Quanto aos critérios de exclusão, crianças e adolescentes que no momento da coleta de dados apresentavam diminuição da acuidade visual, queimaduras na face, no couro cabeludo, no pavilhão auricular ou queimaduras que impossibilitassem a colocação dos óculos de RV não participaram deste estudo. Ainda, foram excluídas crianças e adolescentes que apresentavam doenças nas quais a utilização do equipamento de RV pudesse trazer desconforto – tais como, labirintite e epilepsia ou doenças psiquiátricas prévias, como ansiedade, depressão e fobia – e as crianças e os adolescentes que utilizaram coberturas definitivas ou de longa permanência (maior do que sete dias) ou que, após enxertia, não apresentaram mais área queimada.
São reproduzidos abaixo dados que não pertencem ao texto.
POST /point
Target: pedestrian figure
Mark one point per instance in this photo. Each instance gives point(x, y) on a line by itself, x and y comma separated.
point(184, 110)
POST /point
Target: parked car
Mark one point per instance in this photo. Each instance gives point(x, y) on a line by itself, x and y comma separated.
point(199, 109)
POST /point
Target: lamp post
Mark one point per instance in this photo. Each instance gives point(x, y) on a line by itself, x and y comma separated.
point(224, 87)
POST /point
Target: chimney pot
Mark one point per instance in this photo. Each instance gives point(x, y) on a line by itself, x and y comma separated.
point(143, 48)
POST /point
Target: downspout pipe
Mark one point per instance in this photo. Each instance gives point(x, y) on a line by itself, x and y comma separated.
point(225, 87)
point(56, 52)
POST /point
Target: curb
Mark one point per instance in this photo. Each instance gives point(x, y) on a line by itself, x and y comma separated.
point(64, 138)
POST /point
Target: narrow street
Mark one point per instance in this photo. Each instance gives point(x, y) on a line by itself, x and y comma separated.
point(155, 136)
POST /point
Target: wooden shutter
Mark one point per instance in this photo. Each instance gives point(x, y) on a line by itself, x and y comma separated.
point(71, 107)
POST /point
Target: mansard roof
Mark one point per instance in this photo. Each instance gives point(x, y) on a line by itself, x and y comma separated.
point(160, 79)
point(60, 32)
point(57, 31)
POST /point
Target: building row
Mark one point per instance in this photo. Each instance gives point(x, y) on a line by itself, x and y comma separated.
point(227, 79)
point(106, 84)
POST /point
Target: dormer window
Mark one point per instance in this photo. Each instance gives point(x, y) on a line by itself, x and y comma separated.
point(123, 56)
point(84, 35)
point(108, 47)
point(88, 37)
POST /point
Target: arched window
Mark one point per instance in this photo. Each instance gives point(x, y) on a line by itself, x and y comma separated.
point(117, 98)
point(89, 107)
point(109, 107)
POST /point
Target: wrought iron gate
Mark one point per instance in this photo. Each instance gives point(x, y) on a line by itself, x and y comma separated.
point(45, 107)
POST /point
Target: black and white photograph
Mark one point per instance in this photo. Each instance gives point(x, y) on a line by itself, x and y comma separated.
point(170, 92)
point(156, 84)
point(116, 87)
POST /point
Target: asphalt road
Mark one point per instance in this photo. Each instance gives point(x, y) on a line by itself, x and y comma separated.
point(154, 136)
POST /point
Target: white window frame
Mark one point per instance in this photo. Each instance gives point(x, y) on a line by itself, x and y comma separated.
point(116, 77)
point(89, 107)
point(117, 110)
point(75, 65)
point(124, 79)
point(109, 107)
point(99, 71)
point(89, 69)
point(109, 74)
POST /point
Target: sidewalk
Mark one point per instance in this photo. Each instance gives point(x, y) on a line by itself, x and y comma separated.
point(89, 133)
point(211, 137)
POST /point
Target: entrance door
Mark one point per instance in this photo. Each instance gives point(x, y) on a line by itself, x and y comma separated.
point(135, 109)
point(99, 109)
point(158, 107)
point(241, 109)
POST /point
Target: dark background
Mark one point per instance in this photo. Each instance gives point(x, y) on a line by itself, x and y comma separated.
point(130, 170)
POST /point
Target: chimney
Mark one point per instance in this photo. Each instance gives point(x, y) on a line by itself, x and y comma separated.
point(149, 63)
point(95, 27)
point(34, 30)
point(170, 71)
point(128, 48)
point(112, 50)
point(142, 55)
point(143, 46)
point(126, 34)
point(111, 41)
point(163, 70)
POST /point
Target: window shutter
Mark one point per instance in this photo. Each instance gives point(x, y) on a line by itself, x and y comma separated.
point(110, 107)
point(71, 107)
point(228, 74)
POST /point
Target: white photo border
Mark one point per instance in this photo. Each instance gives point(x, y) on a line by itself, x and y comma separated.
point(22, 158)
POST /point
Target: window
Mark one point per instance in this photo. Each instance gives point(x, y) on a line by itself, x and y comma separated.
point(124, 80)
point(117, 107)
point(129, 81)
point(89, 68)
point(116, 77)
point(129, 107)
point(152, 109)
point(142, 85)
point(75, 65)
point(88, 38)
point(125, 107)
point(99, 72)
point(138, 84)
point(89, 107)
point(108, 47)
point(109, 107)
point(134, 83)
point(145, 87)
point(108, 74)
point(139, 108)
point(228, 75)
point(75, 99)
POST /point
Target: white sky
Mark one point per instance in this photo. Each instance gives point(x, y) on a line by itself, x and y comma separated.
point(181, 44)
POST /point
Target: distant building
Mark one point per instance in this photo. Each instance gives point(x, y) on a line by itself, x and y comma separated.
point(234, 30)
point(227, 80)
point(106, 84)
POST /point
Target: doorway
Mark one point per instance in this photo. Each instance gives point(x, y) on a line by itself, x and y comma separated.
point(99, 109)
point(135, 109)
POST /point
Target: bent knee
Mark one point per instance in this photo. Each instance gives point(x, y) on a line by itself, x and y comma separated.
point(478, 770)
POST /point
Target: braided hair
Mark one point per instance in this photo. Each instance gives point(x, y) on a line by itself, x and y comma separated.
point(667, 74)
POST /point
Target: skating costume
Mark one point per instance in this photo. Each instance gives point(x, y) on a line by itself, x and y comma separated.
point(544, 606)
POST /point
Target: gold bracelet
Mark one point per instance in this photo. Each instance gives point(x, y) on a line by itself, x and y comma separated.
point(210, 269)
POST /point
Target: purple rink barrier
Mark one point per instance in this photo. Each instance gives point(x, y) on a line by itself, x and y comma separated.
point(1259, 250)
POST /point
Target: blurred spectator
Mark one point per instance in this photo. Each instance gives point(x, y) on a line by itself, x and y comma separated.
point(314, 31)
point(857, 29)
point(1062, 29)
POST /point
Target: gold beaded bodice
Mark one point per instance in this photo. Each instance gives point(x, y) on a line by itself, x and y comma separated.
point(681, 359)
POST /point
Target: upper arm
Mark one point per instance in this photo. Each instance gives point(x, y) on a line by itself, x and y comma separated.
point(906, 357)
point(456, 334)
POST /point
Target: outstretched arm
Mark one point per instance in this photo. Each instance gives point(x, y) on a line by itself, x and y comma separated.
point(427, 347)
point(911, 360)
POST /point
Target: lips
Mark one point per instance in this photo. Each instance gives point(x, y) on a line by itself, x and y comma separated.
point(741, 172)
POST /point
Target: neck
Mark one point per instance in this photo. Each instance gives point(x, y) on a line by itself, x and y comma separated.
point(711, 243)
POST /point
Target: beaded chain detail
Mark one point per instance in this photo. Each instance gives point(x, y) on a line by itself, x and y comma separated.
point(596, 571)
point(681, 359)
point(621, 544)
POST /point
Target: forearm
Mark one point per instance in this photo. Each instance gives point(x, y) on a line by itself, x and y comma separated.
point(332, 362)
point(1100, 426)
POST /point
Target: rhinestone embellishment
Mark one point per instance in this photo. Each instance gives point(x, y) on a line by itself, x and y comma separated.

Como critério de descontinuidade, foi considerada a morte do paciente e a presença de efeitos colaterais, como náuseas e vômitos durante a intervenção.


A intervenção consistiu na utilização dos óculos reprodutores de imagem tridimensional e som estereofônico do Samsung Gear VR Innovator Edition for Note 4® e aplicativos em 3D, os quais foram baixados gratuitamente e reproduzidos por meio do Celular Samsung Note S4®. As opções de imagens e de jogos tridimensionais envolveram: simulador de montanha russa, zoológico e ambiente marinho. A escolha pelo jogo foi realizada pela criança, porque o objetivo não incluiu a avaliação do tipo de aplicativo (jogo), e sim os efeitos da RV durante os três dias nos quais foi utilizada a RV durante a troca de curativo.


O aparelho de RV foi escolhido devido à praticidade de transporte, manipulação, utilização e higienização, além do baixo custo do equipamento (óculos, celular e jogos/aplicativos).


O curativo foi o momento escolhido para a utilização da RV. Cabe destacar que a realização do curativo compreende a abertura das ataduras, retirada das coberturas, realização da balneoterapia, escolha e colocação da cobertura e o fechamento com ataduras.


A variável “desfecho” considerada neste estudo foi a dor, a qual foi avaliada por meio da escala de faces e escala visual numérica, em disposição horizontal, de 100mm, sendo as faces sobrepostas aos números. A escolha desses instrumentos se deu pela simplicidade da aplicação e pelo fácil entendimento das crianças. Para tanto, ao assinalar a face e o valor conferido à dor sentida no momento, os participantes responderam à seguinte questão: “Olhando para estas faces (carinhas), qual você escolheria para representar a dor que está sentindo neste momento?”.


Em relação à intensidade da dor, foi considerada a primeira face e o número zero como ausência de dor, o número cinco e sua face correspondente como referência de dor moderada, e a última face e o número dez como a pior dor já sentida.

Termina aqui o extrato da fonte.